His brother's confusion only confirmed Raphael's worries. "Leo, you didn't start feeling like this until we got you out of Stockman's hands. You fought it for awhile but now you're starting to take it for granted."
"It doesn't matter," Leo said firmly. "I've got it under control--"
"And hunting us right now?" Raphael asked.
"I wasn't hunting you," Leo snapped. "It wasn't for real."
"Listen to yourself!" Raphael growled. "Not real? You said yourself you're just one step away from claws. You're slowly getting better, but we could still lose you."
For a moment Leonardo didn't say anything. He just turned Raphael's words over in his head, considering them. "It doesn't feel nearly as strong as it used to," he said softly. "It's much weaker than before. I haven't..." He stopped. He didn't want to tell him about the images that used to run through his head, visions of his siblings dead, of hundreds of humans in mangled piles.
"I trust you," Raphael said. "Just...don't give in so easy, okay? Don't lose who you are."
Leo merely nodded. They watched the snow for a little while, but Raphael finally started to feel the cold and went back inside after making Leo promise to come in soon.

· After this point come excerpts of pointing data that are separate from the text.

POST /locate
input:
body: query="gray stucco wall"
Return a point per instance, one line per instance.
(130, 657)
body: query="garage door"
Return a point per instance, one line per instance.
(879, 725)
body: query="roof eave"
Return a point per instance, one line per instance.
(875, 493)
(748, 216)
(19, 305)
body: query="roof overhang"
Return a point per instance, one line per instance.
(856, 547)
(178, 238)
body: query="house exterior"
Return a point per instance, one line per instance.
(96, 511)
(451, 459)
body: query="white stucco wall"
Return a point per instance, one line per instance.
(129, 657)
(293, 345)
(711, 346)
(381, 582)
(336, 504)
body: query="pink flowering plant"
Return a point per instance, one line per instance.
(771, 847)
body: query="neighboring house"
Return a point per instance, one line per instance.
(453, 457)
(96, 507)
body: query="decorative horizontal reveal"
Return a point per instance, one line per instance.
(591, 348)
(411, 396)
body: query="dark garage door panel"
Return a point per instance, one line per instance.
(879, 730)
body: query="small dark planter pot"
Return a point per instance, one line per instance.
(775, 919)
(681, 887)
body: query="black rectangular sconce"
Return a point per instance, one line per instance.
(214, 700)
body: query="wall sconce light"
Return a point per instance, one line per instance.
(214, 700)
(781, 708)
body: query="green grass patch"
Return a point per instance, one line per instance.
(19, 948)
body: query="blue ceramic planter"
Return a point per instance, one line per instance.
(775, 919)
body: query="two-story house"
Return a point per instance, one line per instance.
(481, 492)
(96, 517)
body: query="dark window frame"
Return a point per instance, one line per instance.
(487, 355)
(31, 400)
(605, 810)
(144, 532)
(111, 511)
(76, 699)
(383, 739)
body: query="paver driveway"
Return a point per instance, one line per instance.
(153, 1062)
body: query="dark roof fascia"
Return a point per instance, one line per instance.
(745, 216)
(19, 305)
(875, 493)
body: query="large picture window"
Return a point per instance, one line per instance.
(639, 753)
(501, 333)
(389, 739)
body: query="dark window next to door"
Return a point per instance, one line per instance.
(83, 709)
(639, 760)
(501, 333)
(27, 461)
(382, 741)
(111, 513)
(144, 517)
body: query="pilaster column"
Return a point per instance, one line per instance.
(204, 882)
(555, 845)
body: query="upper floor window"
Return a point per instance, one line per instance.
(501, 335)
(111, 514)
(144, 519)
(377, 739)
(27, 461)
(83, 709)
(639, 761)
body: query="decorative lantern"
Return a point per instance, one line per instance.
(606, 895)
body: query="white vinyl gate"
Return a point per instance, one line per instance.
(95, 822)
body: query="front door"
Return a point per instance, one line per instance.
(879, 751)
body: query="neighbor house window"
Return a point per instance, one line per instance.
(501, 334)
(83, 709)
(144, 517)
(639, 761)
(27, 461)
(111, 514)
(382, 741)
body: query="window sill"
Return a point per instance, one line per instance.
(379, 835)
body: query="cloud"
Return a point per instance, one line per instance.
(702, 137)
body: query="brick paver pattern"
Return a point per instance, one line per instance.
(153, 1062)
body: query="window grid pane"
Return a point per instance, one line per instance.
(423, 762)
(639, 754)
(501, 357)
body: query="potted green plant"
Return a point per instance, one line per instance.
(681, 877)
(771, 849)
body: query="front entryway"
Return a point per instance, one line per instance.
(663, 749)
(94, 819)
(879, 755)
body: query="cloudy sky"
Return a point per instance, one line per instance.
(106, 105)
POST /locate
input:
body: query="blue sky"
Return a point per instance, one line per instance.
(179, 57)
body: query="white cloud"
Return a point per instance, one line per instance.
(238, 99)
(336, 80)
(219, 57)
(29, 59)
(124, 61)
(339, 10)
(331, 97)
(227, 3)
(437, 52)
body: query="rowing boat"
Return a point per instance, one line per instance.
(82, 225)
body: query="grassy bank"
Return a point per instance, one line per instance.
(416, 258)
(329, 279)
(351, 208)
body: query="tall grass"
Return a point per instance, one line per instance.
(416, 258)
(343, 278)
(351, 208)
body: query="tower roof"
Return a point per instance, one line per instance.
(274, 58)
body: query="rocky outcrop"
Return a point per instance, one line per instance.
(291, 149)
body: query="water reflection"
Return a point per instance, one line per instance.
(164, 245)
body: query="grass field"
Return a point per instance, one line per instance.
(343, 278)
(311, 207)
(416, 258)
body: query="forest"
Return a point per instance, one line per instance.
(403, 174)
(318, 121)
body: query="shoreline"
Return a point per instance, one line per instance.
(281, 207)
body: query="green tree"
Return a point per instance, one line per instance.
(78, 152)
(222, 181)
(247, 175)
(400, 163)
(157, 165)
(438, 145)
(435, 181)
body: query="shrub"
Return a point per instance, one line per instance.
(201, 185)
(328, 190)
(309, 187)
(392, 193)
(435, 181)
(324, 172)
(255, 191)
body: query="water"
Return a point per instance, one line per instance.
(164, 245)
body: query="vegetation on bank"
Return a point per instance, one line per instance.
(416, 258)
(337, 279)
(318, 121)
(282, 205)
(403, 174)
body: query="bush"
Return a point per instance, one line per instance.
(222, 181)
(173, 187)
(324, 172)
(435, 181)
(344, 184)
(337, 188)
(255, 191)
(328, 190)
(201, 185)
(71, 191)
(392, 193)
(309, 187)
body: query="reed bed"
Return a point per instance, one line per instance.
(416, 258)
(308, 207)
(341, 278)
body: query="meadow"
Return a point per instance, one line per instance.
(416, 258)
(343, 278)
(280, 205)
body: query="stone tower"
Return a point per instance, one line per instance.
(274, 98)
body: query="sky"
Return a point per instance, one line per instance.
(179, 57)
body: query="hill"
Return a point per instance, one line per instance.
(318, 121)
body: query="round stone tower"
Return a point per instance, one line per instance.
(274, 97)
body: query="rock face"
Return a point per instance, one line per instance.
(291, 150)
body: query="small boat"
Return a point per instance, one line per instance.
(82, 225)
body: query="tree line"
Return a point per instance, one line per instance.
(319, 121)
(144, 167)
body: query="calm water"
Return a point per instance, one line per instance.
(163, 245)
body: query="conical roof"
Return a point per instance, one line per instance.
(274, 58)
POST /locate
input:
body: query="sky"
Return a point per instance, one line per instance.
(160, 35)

When he was finally alone for the first time in weeks, Leonardo sat down on the back porch steps and stared at the clouds. His brothers talked and laughed inside the house, and he couldn't help smiling when Raphael squawked in outrage as he discovered that Michelangelo had run off with the last slice. But they carried on easily without him, and he found the quiet offered by the snow much more familiar and comfortable.
If Raphael was right, then he could be an even greater threat now than before, now that he couldn't tell the difference between what he was now and what he'd been before the game. But he felt more in control of himself now. No more catatonic spells, no more nightmares, no more images in his head and he was even having an easier time eating. Never mind that food still reminded him of body parts.
They'd said it'd take time for him to come back entirely, to slowly become what he used to be. But now it seemed like they'd given up on that hope and wished he'd come even halfway back. He felt like a disappointment, but...he stared at his hands, clawless and normal. Whatever he was now, the sensations he felt, the wind and the sounds and the rush when he hunted, they were too much to give up. Maybe Raphael was right and this had been developing for some time in his subconscious, borne from the artificial high that the game gave him. But even if they were stronger now, he controlled them easier. He didn't have to be afraid of them.
The snow turned colder and he shivered. The night and frost had its uses, but right now the warm glow of the kitchen lights seemed far more inviting. With a last look at the darkness, he went inside, closing the kitchen door gently behind him.